As revealed by Chile’s Qué Pasa magazine, Banco de Chile granted Caval Limited, a consulting firm co-owned by Compagnon, the loan in December 2013. This took place in the midst of Michelle Bachelet’s second presidential campaign, after the couple met with Andrónico Luksic, the bank’s vice president and one of Chile’s wealthiest individuals, leading to accusations that Dávalos used his influence to secure financing for his wife’s business.
The modest financial standing of Caval Limited relative to the multi-million loan also raised eyebrows. With just $10,000 in capital, Caval’s request was rejected by both Santander and Itaú banks before the company resorted to Banco de Chile.
“Clearly there is abuse of power,” said Gabriel Boric, an independent deputy in Chile’s Congress. “There isn’t a single small enterprise in Chile that has received a loan for $10 million with the kind of capital Caval had. It’s obvious Mr. Dávalos’ links with the President were at play.”
Dávalos, who resigned from his position as head of a government charity amid the scandal, maintains that his actions were legal and that they took place when he was working in the private sector, a posture also held by the government.
Chile’s banking authorities have ruled out any irregularities in the loan.
Public perception: the abuse of the elite
The damage, however, has been done as the case, nationally known as “Nueragate,” is charged with symbolic resonance. The Caval scandal speaks to a broader feeling of injustice in Chile, where the perception is that influence and money, instead of merit, gets people ahead.
Although Dávalos and the government have insisted the President had no knowledge of her son’s private dealings, the revelations come as a considerable blow to Michelle Bachelet, who has made the fight against inequality a pillar of her political discourse. The government’s most emblematic policy initiative remains education reform, which seeks to build a more inclusive society and create equal opportunities.
“It hits the core principle that moves our government, which is precisely to establish equality as a right, not as a privilege,” said Socialist Party Deputy Juan Luis Castro.
Osvaldo Andrade, President of the Socialist Party, suggested the scandal could have long-term political implications for Chile’s left-wing coalition, Nueva Mayoría.
“As a consequence, I think that we will somehow have to pay the price for this in the future. It’s inevitable.”
The timing is also cause for concern within the government, as the revelations come just weeks after polls showed higher approval ratings for Michelle Bachelet. Meanwhile, the President has been on vacation, fueling the media’s speculation and mounting public discontent.
Over the years, Bachelet’s son has built a fairly negative image for himself. Mocked as the “Primer Damo” (“The First Lady”), Dávalos is publicly viewed as spoiled and tempted by a life of luxury. In 2012, the same year in which Dávalos resigned from a position at the Ministry of Foreign Affairs, he was seen arriving at Michelle Bachelet’s home in a convertible Lexus, unleashing a wave of criticism on social media.

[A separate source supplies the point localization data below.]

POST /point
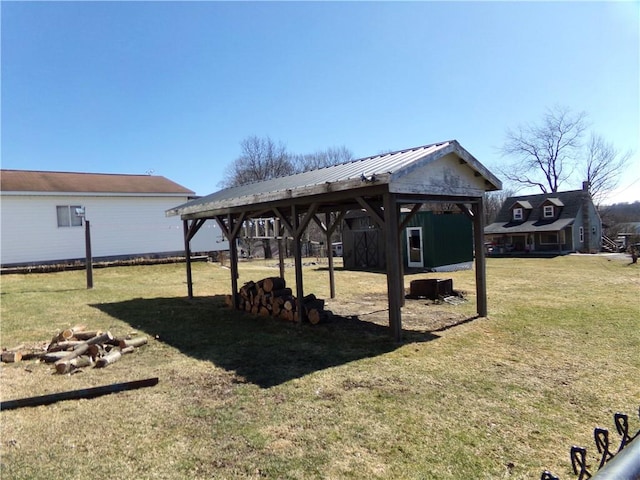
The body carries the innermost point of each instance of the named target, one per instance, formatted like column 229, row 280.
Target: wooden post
column 89, row 260
column 233, row 258
column 297, row 254
column 478, row 235
column 393, row 268
column 329, row 231
column 281, row 255
column 187, row 256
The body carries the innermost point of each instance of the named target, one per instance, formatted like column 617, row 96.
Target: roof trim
column 375, row 171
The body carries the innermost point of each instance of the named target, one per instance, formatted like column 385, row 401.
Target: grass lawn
column 250, row 397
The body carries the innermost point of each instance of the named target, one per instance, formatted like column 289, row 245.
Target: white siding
column 119, row 226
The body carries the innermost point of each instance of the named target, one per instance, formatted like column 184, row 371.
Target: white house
column 43, row 217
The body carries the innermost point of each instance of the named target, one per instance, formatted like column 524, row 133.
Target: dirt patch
column 417, row 314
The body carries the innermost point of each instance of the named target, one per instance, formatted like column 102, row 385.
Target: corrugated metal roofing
column 378, row 166
column 69, row 182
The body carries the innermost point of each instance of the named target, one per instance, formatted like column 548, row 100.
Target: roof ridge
column 78, row 173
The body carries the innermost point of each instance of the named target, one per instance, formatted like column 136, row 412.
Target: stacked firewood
column 271, row 297
column 75, row 348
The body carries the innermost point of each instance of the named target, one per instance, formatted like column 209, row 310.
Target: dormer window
column 518, row 213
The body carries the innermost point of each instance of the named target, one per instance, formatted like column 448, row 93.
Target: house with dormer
column 558, row 222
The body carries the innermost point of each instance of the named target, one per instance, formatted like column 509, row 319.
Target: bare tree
column 261, row 159
column 603, row 166
column 323, row 158
column 545, row 154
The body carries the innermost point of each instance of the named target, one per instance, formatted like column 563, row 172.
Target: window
column 517, row 214
column 552, row 238
column 67, row 216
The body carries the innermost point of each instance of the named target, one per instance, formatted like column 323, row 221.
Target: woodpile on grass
column 76, row 348
column 271, row 297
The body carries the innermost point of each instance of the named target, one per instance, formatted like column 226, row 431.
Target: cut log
column 111, row 357
column 11, row 357
column 51, row 357
column 102, row 338
column 133, row 342
column 75, row 394
column 95, row 351
column 76, row 352
column 247, row 288
column 273, row 283
column 282, row 292
column 309, row 298
column 287, row 315
column 316, row 304
column 68, row 366
column 289, row 304
column 70, row 333
column 87, row 335
column 64, row 345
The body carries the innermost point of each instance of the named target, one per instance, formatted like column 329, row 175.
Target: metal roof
column 31, row 181
column 378, row 169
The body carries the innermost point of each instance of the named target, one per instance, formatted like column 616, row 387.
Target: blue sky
column 174, row 87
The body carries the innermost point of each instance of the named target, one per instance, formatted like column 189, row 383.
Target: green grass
column 247, row 397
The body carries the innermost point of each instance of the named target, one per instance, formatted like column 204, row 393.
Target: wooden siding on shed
column 447, row 238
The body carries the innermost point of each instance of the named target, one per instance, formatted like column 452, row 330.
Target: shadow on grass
column 264, row 351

Impending investigation and political opportunism
Weakened by recent accusations that various members of the Independent Democratic Union (UDI), an ultra-right wing party, received illegal campaign funding from Penta, a holding company, the opposition has seized the opportunity to divert attention from their own scandals.
On Monday, members of the right-wing coalition Alianza filed a lawsuit alleging crimes of influence peddling and use of insider information by Sebastián Dávalos and Natalia Compagnon.

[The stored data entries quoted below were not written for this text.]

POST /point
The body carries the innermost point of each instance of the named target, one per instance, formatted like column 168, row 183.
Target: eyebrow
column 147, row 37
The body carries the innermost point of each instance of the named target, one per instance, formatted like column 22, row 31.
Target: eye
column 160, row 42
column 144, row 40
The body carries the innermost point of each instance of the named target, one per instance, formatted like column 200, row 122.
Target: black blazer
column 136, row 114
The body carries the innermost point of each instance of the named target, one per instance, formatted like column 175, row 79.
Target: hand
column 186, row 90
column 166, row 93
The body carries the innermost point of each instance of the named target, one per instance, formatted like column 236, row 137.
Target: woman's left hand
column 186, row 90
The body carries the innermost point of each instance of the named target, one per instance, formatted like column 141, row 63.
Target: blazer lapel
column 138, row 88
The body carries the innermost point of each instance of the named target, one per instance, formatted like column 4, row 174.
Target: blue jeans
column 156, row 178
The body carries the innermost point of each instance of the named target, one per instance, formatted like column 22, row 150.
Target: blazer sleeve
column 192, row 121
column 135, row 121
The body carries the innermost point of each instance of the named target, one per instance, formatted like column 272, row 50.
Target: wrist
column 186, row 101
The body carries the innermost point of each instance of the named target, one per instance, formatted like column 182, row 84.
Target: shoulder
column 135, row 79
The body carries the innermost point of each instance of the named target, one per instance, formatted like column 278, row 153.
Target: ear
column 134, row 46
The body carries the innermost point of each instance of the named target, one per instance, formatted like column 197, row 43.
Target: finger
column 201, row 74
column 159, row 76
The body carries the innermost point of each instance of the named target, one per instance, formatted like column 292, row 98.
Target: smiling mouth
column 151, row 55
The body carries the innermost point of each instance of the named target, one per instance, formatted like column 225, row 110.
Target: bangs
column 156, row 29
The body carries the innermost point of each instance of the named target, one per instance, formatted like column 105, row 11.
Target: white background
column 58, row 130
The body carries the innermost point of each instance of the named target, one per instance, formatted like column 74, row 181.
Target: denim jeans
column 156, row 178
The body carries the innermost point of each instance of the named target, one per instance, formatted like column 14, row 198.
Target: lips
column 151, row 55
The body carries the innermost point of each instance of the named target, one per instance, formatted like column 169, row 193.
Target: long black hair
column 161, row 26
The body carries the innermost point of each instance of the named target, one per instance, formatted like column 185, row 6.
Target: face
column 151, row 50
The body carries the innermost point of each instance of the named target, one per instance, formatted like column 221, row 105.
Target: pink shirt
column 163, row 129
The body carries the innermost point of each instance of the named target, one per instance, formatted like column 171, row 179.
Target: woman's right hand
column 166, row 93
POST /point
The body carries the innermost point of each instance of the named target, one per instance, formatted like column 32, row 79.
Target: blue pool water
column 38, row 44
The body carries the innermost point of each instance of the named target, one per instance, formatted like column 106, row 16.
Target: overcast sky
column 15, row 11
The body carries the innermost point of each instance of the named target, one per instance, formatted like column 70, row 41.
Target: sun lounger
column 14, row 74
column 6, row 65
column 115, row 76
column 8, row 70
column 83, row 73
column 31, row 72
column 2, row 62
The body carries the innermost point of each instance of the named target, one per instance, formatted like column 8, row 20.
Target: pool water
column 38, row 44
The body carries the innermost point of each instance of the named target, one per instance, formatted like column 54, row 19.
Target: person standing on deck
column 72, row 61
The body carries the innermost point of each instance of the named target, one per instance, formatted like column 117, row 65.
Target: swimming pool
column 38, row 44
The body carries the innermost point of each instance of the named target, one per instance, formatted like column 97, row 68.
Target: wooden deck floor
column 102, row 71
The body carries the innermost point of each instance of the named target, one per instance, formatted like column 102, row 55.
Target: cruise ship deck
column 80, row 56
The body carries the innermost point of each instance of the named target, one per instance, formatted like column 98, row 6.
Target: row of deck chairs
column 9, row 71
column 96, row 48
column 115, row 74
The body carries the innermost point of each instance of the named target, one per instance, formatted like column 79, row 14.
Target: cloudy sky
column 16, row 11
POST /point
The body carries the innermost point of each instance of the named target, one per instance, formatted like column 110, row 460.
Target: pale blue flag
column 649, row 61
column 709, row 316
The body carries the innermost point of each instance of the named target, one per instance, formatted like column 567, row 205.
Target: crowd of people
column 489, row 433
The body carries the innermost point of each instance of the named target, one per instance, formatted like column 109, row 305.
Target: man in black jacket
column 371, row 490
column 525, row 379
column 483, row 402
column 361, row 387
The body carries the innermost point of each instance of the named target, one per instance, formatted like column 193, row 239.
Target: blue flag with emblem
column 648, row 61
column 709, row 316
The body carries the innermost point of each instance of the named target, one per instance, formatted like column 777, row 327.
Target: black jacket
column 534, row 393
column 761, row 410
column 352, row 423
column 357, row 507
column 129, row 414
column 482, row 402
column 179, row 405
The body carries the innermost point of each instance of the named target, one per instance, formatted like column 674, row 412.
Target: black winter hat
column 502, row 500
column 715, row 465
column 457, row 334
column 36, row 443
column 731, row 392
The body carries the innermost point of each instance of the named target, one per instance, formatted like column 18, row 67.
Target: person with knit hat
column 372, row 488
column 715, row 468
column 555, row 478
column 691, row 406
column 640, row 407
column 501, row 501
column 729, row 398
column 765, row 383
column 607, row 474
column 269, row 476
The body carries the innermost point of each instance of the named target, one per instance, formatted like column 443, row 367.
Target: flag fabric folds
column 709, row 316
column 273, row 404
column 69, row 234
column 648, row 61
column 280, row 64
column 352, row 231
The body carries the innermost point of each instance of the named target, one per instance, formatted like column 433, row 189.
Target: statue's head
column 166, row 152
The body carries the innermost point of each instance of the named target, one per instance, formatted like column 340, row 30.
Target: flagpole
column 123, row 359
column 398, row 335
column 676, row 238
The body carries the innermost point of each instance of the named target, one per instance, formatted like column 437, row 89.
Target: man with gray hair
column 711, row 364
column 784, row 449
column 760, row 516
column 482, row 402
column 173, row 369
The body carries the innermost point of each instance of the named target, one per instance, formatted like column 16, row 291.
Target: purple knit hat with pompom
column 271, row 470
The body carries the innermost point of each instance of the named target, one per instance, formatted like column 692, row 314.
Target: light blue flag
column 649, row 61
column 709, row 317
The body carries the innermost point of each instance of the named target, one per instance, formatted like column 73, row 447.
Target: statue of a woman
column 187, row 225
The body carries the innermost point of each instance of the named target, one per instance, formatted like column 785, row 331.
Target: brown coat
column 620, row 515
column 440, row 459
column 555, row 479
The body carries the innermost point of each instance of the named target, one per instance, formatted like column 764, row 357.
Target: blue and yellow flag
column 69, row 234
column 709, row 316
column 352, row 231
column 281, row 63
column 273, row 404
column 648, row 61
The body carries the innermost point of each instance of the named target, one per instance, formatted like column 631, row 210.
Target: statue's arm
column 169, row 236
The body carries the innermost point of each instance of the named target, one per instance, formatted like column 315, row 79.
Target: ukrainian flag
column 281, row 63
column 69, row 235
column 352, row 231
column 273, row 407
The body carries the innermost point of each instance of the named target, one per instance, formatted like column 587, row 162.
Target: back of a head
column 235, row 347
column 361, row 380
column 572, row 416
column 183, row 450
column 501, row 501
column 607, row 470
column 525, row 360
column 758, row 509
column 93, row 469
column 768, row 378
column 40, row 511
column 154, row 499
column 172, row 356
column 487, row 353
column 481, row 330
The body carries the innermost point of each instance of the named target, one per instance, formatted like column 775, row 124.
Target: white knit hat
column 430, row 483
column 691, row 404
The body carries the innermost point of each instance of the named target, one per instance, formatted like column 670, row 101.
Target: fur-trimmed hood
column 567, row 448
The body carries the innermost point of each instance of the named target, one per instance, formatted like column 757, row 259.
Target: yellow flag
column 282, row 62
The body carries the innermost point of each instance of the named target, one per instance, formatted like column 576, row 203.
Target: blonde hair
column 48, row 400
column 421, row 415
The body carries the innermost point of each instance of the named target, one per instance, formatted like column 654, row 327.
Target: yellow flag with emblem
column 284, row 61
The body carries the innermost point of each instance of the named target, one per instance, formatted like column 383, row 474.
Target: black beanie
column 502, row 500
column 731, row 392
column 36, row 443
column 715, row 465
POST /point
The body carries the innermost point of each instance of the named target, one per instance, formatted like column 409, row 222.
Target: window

Designated as rural land, the plots bought by Caval Limited in the area of Machalí would increase in value if changes in regulation modified the land’s status from rural to urban, allowing for construction.
Plans to modify Machalí’s building restrictions started during Sebastián Piñera’s presidency in 2013, but collapsed after local authorities rejected the proposal. Efforts were revived in August 2014 by the current Regional Ministry Secretary of Housing and Urban Planning, Wilfredo Valdés, who is also targeted in the lawsuit.

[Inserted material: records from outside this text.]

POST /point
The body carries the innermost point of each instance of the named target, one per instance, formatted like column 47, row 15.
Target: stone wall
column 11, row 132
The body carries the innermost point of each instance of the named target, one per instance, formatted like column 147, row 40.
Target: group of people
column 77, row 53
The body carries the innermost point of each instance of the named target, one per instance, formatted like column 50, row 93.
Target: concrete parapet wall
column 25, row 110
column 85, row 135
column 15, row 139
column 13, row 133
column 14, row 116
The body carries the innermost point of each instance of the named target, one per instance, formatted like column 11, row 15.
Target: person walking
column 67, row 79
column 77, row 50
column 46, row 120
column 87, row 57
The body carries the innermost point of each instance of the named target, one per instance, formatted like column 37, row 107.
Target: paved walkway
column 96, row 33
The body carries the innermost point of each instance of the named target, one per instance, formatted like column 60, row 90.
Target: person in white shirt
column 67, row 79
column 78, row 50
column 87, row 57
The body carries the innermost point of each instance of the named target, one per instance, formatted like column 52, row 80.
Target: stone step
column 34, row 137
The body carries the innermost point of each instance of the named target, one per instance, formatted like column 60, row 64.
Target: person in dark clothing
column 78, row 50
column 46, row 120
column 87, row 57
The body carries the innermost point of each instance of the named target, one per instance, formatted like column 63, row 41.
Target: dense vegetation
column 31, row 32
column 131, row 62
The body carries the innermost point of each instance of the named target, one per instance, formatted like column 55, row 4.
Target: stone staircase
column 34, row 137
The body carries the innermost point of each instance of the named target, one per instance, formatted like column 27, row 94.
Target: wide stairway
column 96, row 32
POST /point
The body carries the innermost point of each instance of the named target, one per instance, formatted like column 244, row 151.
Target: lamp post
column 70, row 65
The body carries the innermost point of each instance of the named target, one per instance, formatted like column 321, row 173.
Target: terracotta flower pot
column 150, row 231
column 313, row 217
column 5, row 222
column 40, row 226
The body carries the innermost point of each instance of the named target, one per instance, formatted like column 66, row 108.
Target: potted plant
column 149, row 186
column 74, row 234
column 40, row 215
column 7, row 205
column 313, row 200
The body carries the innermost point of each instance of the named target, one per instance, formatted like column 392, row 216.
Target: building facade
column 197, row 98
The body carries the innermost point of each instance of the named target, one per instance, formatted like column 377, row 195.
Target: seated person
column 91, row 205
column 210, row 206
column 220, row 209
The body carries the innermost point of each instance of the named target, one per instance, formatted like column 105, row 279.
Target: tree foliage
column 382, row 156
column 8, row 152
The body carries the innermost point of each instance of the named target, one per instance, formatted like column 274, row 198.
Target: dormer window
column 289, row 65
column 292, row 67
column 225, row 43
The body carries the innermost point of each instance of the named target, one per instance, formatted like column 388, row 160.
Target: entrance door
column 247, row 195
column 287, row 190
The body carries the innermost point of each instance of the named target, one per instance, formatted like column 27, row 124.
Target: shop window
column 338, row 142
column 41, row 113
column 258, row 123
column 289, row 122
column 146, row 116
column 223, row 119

The investigation will seek to clarify whether Dávalos and Compagnon used insider information in their decision to purchase 100 acres of land in an area that has risen in value due to its proximity to the lucrative “Copper Road”.
Facing pressure to repay the loan, Caval Limited has since sold the land plots to a real estate firm for $15 million, resulting in more than $4 million in gross profit.
The prosecutor in charge of the investigation, Luis Toledo, has stressed the lawsuit “doesn’t establish concrete evidence.” Still, anything incriminating government authorities could be devastating in what has historically been one of Latin America’s least corrupt countries.